Geeze, now I am just getting confused.

I am guessing that is first, right? Buisness license, then name..

Found out I don't need an EIN since I will not be hireing anyone to help with the buisness. Then last but not least the insurance.

You know I was looking up some kind of union that offered liability.. and if you wanted more then that..well all you would have to do is contact the normal insurance. I am pretty sure I saw it here. I was reading on the website the other day. If I find it I will post it.
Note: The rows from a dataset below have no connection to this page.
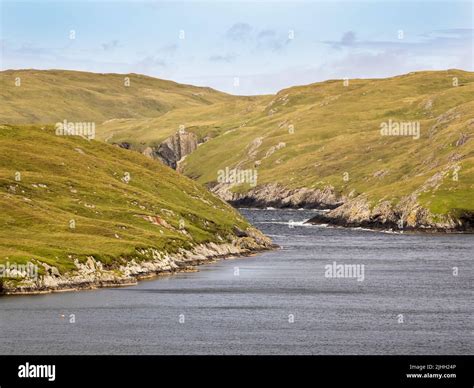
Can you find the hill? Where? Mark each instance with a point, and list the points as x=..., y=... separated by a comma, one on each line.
x=332, y=144
x=88, y=214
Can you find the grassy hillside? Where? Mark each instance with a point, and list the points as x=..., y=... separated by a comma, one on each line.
x=328, y=135
x=38, y=96
x=49, y=182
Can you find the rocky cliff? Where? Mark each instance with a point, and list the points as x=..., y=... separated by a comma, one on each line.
x=93, y=274
x=174, y=148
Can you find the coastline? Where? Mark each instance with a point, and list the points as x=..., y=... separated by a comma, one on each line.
x=92, y=274
x=408, y=215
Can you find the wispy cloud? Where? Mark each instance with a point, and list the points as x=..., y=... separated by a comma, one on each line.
x=109, y=46
x=239, y=32
x=228, y=58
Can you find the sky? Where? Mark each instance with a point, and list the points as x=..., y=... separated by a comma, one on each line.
x=240, y=47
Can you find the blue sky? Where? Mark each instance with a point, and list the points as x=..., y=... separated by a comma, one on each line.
x=267, y=45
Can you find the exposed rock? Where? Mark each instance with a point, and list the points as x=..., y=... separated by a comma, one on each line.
x=174, y=148
x=462, y=139
x=147, y=263
x=274, y=195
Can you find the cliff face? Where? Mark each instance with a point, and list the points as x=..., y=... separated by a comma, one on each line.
x=174, y=148
x=275, y=195
x=408, y=214
x=350, y=211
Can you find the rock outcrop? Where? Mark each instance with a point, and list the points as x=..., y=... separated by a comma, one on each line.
x=174, y=148
x=275, y=195
x=147, y=263
x=407, y=215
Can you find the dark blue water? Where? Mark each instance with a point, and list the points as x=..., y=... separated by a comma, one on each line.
x=277, y=302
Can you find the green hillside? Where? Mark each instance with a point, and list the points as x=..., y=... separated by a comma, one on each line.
x=64, y=198
x=47, y=97
x=317, y=136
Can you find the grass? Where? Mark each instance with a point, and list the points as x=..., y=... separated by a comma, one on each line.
x=336, y=130
x=47, y=180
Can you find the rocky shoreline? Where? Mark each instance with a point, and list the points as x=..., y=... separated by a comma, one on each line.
x=92, y=274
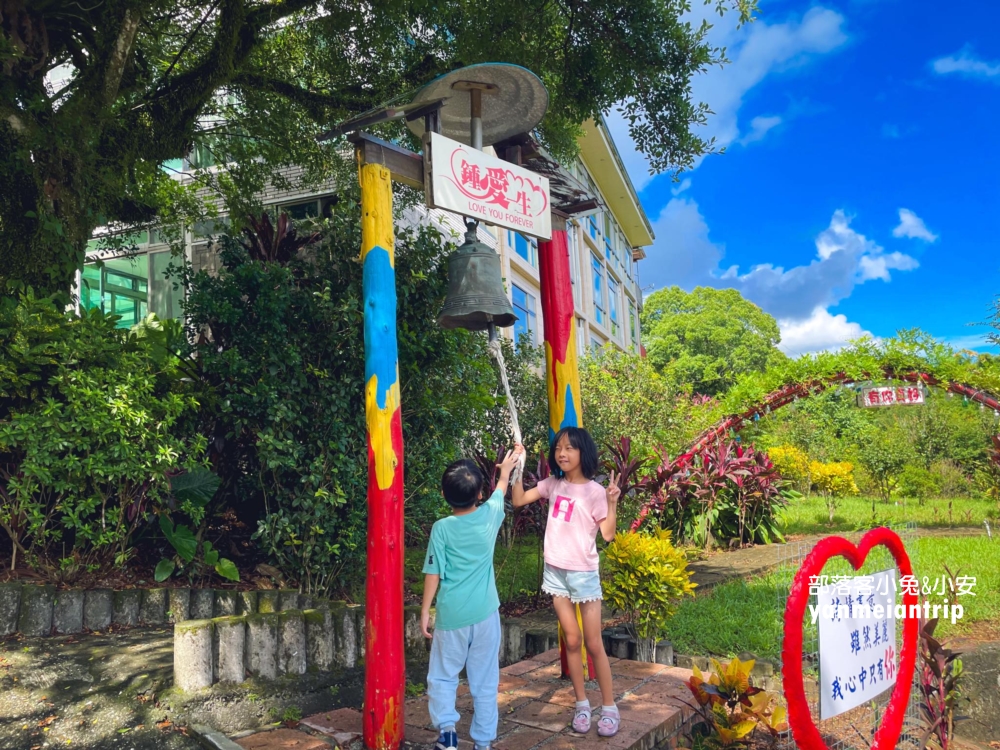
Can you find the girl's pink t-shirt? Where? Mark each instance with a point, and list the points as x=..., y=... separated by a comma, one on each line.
x=575, y=515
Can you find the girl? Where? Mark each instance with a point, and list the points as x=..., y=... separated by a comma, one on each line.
x=579, y=506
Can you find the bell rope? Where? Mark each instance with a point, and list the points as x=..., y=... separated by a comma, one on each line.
x=497, y=351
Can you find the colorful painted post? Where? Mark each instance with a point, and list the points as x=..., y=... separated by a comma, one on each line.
x=385, y=675
x=562, y=374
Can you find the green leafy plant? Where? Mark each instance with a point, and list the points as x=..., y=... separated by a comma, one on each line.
x=93, y=423
x=645, y=576
x=415, y=689
x=721, y=492
x=792, y=464
x=834, y=480
x=192, y=493
x=884, y=454
x=732, y=706
x=279, y=342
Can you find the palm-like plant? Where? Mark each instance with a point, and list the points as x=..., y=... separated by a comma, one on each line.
x=269, y=244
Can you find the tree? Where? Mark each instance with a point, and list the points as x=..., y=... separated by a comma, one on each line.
x=883, y=454
x=280, y=352
x=96, y=97
x=708, y=337
x=624, y=396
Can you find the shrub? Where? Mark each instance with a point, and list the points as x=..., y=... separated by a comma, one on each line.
x=732, y=707
x=791, y=463
x=645, y=575
x=918, y=482
x=623, y=394
x=884, y=454
x=951, y=478
x=92, y=420
x=724, y=492
x=280, y=342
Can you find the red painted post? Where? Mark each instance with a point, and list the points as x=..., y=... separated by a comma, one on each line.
x=385, y=670
x=562, y=372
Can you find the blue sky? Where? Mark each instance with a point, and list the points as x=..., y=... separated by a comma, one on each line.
x=860, y=188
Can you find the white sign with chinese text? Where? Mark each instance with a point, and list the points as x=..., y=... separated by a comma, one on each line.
x=857, y=641
x=891, y=395
x=475, y=184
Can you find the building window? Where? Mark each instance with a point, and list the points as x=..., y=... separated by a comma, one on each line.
x=598, y=271
x=573, y=248
x=133, y=287
x=526, y=247
x=211, y=227
x=299, y=211
x=527, y=321
x=613, y=307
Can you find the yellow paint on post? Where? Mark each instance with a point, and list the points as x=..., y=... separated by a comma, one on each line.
x=376, y=211
x=563, y=374
x=380, y=429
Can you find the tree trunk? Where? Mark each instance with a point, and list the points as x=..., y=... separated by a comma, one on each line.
x=645, y=649
x=46, y=224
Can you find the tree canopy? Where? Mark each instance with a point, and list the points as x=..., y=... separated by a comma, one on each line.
x=96, y=97
x=708, y=337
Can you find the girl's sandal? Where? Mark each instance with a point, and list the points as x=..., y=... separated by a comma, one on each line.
x=608, y=724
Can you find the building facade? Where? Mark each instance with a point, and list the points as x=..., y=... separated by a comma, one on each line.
x=605, y=248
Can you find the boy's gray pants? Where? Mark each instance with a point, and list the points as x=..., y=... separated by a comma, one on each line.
x=477, y=648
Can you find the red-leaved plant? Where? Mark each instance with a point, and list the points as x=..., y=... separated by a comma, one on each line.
x=722, y=491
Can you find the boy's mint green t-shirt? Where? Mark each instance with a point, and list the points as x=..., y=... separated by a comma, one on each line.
x=460, y=550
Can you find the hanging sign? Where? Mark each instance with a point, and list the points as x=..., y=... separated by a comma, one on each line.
x=475, y=184
x=857, y=641
x=891, y=395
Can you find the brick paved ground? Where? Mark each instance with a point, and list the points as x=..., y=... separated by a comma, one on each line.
x=536, y=708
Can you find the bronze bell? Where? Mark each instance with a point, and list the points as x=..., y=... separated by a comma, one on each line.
x=476, y=297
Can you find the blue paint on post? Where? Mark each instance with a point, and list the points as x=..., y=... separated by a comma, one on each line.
x=381, y=349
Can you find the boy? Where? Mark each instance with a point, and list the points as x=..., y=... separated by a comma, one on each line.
x=467, y=626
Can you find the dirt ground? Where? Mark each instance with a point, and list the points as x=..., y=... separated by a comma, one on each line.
x=113, y=691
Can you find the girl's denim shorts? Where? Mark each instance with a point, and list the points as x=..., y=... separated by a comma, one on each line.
x=576, y=585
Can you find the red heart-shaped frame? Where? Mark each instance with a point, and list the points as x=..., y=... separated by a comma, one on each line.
x=804, y=730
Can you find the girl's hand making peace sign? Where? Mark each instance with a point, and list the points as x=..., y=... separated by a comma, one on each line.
x=613, y=490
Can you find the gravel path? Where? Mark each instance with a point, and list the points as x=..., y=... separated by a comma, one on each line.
x=97, y=692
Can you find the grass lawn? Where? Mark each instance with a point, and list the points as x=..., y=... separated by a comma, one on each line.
x=748, y=615
x=810, y=515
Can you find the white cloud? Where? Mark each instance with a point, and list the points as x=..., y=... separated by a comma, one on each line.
x=971, y=341
x=756, y=51
x=759, y=127
x=912, y=226
x=684, y=254
x=685, y=185
x=821, y=331
x=966, y=63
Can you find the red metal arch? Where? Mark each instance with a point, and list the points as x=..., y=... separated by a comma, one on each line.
x=789, y=393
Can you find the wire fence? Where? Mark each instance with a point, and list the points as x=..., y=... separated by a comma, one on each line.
x=854, y=729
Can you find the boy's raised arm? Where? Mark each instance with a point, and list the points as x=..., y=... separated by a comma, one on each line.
x=507, y=466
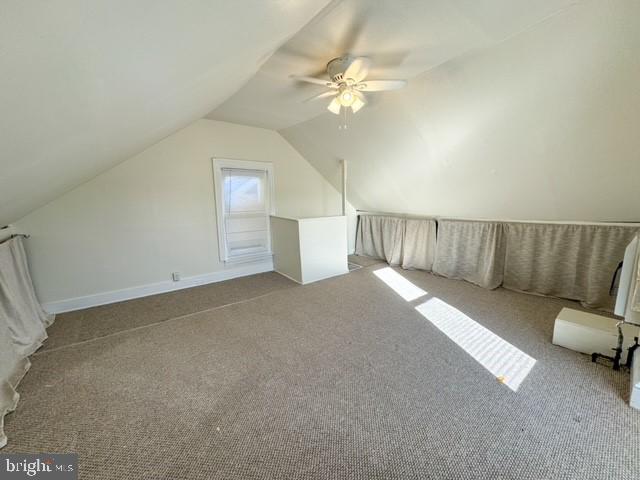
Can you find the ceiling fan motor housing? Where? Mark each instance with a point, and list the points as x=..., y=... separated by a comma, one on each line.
x=337, y=66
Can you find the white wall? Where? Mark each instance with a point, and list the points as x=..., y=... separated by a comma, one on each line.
x=154, y=214
x=543, y=126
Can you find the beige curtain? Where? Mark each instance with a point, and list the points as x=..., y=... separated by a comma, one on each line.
x=406, y=242
x=22, y=323
x=569, y=261
x=470, y=250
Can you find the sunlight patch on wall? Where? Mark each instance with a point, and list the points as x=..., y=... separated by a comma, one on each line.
x=506, y=362
x=399, y=284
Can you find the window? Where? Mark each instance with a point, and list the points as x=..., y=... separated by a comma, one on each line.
x=244, y=199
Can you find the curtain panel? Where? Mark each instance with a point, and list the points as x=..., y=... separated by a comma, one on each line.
x=570, y=261
x=23, y=323
x=406, y=242
x=471, y=250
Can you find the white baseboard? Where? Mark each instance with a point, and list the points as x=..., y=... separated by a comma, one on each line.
x=78, y=303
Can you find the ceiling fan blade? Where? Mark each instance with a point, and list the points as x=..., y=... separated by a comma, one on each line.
x=359, y=102
x=380, y=85
x=330, y=93
x=358, y=70
x=317, y=81
x=334, y=106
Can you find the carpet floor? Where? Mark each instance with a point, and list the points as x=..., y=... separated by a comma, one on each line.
x=340, y=379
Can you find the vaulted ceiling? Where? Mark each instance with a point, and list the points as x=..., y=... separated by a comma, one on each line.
x=514, y=108
x=543, y=126
x=86, y=84
x=403, y=38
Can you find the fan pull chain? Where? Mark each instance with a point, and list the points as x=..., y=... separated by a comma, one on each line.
x=344, y=125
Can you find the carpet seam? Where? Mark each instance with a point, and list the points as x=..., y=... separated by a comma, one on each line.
x=155, y=324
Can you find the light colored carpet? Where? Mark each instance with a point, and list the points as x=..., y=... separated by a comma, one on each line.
x=340, y=379
x=82, y=325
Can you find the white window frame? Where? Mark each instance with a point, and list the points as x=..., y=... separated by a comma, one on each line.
x=220, y=164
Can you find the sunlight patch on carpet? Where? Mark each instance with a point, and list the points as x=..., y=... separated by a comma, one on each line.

It would be good to know the best insurance company.. even if I am only getting liability.


----------



## BakingNana (Aug 6, 2010)

Even though you don't need an EIN as far as the IRS is concerned if you don't have employees, Nebraska requires you to have one to get your sales tax permit.  You may want to check into the sales tax requirements for your state.  And then you can thank the good Lord you don't live in Nebraska!  The Tax-Me State.


----------



## Stakie (Aug 6, 2010)

BakingNana said:
			
		

> Even though you don't need an EIN as far as the IRS is concerned if you don't have employees, Nebraska requires you to have one to get your sales tax permit.  You may want to check into the sales tax requirements for your state.  And then you can thank the good Lord you don't live in Nebraska!  The Tax-Me State.



Well, the only reason why I know this is because my boyfriend owns his own business. (Plus works for the state so he knows a lot about business stuff)

Of course his business is completely different then mine.. but law regulations are still generally the same.


----------



## BakingNana (Aug 7, 2010)

Good luck with everything, Stakie....hope you end up with a terrific business!!!  Keep us posted.


----------